The third factor is the maturity of the technology itself. If previously the main limitation was "hardware" and computational power, today bottlenecks have shifted toward data, software, integration, and, importantly, energy. Companies building data centers, energy suppliers, developers of cooling systems — they have all become part of the expanded AI ecosystem. Investment banks one after another are releasing reports on the "second derivative" of AI trading, recommending paying attention to infrastructure players who until recently were not associated with the technology sector.

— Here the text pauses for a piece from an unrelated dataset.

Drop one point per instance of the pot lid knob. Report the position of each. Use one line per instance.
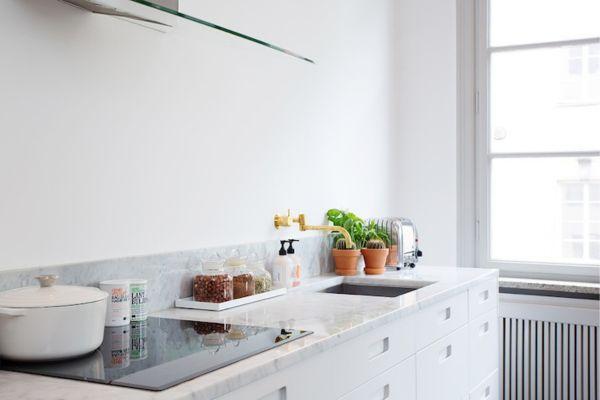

For Nvidia, this is not a catastrophe, but a serious challenge. The company remains fundamentally strong — demand for its products is high, new chip architectures continue to set the standard, and the CUDA ecosystem still creates a powerful lock-in effect. However, the multiples at which its shares trade can no longer grow at the previous pace when the market understands that AI is not a story of one company. Bloomberg analysts note that volatility in Nvidia shares has decreased while correlation with the broader technology index has increased. It is increasingly becoming "just" a large technology company rather than a unique bet on the future.

What does all this mean for the industry as a whole? Diversification of AI trading is a sign of market health, not weakness. When an entire investment theme depends on one stock, it creates systemic risks. The expansion of the circle of beneficiaries means that the AI boom acquires a sustainable economic foundation. Money goes where real value is created, not where it's easiest to place a bet.

The AI revolution hasn't ended — it has simply matured. And the market is finally beginning to understand this.